Digitale Akte, papierloses Büro oder doch lieber alles schwarz auf weiß ins Gericht tragen? Der nicht immer einfache Spagat zwischen Tradition und Fortschritt beschäftigte nun am Rande eines Strafverfahrens das OLG Celle (Az.: 1 Ws 415/11 – 418/11).
In einem Strafverfahren erhielten die beiden Pflichtverteidiger im Rahmen der Akteneinsicht CDs, auf denen als Textdateien Übersetzungen von insgesamt 81.900 überwachten Telefongesprächen enthalten waren. Die beiden Verteidiger griffen zum Drucker und druckten sich die Textdateien aus: Jeweils 43.307 Seiten! Im Rahmen der Auslagenerstattung nach Nr. 7000 VV RVG machte jeder Verteidiger einen Betrag in Höhe von EUR 6.513,55 zuzüglich 19% Mehrwertsteuer für das Anfertigen der Ausdrucke geltend. Nachdem die Urkundsbeamtin der Geschäftsstelle die Kostenerstattungsanträge mit der Begründung ablehnte, dass die Dateien auch am Bildschirm (statt als Ausdrucke) hätten angesehen werden können, musste sich das LG Hannover im Rechtsmittelverfahren mit dem Kostenerstattungsantrag auseinandersetzen.

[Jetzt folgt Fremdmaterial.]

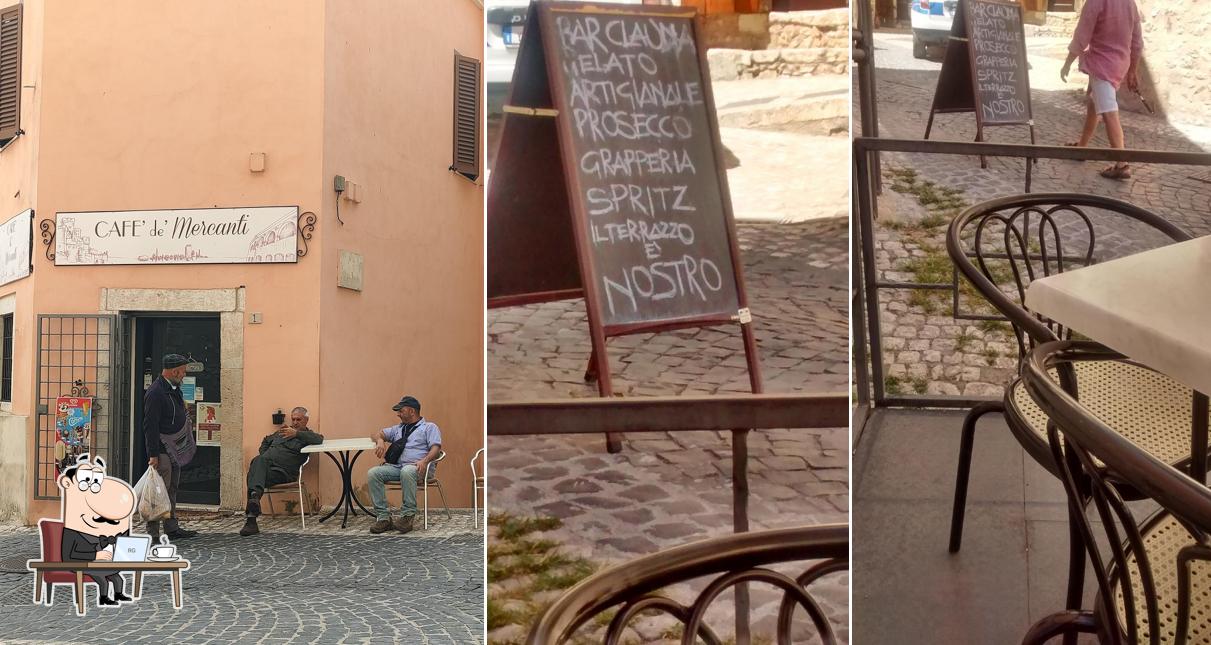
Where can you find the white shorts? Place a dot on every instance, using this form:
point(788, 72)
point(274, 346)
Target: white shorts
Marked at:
point(1105, 96)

Das LG Hannover kam zwar zu dem Schluss, dass das Lesen von 43.307 Seiten am Computerbildschirm unzumutbar sei. Beide Strafverteidiger seien allerdings in einer Bürogemeinschaft tätig, so dass es nach Auffassung des LG Hannover ausreichend gewesen wäre, die Datensätze nur einmal auszudrucken und nach Durchsicht untereinander auszutauschen. Daher sei den beiden Verteidigern jeweils nur die Hälfte der geltend gemachten Auslagen zu erstatten. Gegen diese Entscheidung wandten sich sowohl die nach der Entscheidung des LG Hannover teilweise erstattungspflichtige Landeskasse als auch die Verteidiger selbst.
Das OLG Celle bestätigt grundsätzlich die Auffassung, dass das Lesen von 43.307 Seiten am Bildschirm unzumutbar sei. Allerdings beschränke es die Verteidigung in unzulässiger Art und Weise, wenn man von den beiden Verteidigern verlange, dass die Ausdrucke untereinander hätten austauschen sollen. Dennoch möchte auch das OLG Celle die Landeskasse mit einer vollen Auslagenerstattung zugunsten der beiden Verteidiger belasten: Das OLG Celle erweist sich als Hardware-affin, indem es den „zwei in eins″-Druck als zumutbar anordnet. Zwar dürfe jeder Verteidiger alle Dateien komplett für sich ausdrucken, ohne dem Anspruch auf Auslagenerstattung verlustig zu gehen. Dabei hätte er jedoch jeweils zwei Seiten um die Hälfte verkleinert im Querformat auf ein DIN A4-Blatt drucken können.
Zumindest Strafverteidiger haben nun schwarz auf weiß, welche Druckereinstellungen das OLG Celle im Rahmen der Auslagenerstattung für akzeptabel hält. Und nicht zuletzt aus umweltpolitischen Gründen bleibt ohnehin zu hoffen, dass 43.307 Seiten ohnehin die Ausnahme bleiben.